Because I didn't know the man beyond a few core stories, I started making up stories about him. The records I inherited played a huge role in this myth-making. He loved him some Benny Goodman, Glenn Miller, and the other big band swing artists of his day, but he also had a few bebop records littered in his collection. Today, we think of all of this as "jazz" but there were huge cultural shifts involved in the move from swing to bop (there's a great track by Charlie Christian titled "Swing to Bop" – though the track was released in 1941, before bebop really became a thing).

Today's record is a live recording of the Benny Goodman Sextet, On Stage. I can't find this record on any of the streaming platforms ¯\_(ツ)_/¯

One bad ass clarinet player, yo!

One of the things that we don't consider when reading novels is that there's a ton of world-building and research that has to go into them, separate and distinct from the "story" that is told. If a writer is doing his or her job, the world of the novel becomes so engrained in your experience that it seems natural: real, visceral, tangible. The closer to contemporary life, the easier it is to do that because we are all sharing a set of assumptions and lenses through which we process the world. But think about how quickly those assumptions and lenses age. How quickly things become dated. In music, it's easy to hear a drum sound and know immediately that it was recorded in the 80s (or the 60s or aughts).
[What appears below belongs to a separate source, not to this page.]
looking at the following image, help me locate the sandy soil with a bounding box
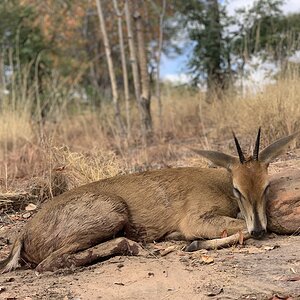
[0,234,299,300]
When writing fiction that takes place in another era, you cannot rely on those shared understandings of how things are. You have to create the world. (This is one reason that historical fiction often ages better than fiction set in a present-world.)

And when you have to create the world, you have to immerse yourself in the world. You have to listen to the music, watch the movies, read the newspapers of the time. When the city the novel takes place in is a character in itself, you have to burrow into the changing dynamics of an industrial powerhouse, the local politics, city's sense of its place in the world. When most of the book takes place in the city's music scene – both the normal clubs and the after hour clubs – you have to do things like search out people's doctoral dissertations at universities to get an understanding beyond the superficial.

And you uncover things that feel both of another world and things that are so painfully current that it makes your head spin. Because, at heart, people are people and our motivations, vices, and better impulses remain consistent. We may be born into different circumstances and be burdened with different historical weights, but people are people in all of our glory and shame.

I'm not going to bore you too much with my research on the Pittsburgh music scene from the 30s to the 50s, but every time I listen to one of my grandfather's records, I think back to stories my grandma would tell about them going to the Hill's jazz clubs. For those of you who aren't familiar with Pittsburgh, the Hill District was a predominantly black neighborhood and one of the main arteries of jazz music in the US.

At the time, both live and recorded music was run through unions. (Among other things, Pittsburgh is one of the cradles of the US labor movement.) There were two chapters of the American Federation of Musicians: the Local 60 and the Local 471. The Local 60 came first (it was chartered in 1896) and limited its membership to white musicians. The Local 60 had a meeting hall, with a performance space where white musicians would gather to jam after their public shows.

The Local 471, as you have likely surmised, was open to members of all races and ethnicities. Its headquarters were on the Hill and also had a performance space where musicians would gather after hours to hang out and jam. White musicians were not just welcome, they were at home at the 471. The Musician's Club, which is what the Local 471 was called, features heavily in Pennhollow, and I like to imagine my grandparents enjoying a great jam there.

As far as Local 60 v. Local 471? I'll let you guess which had the better jams and helped usher in a revolution in jazz.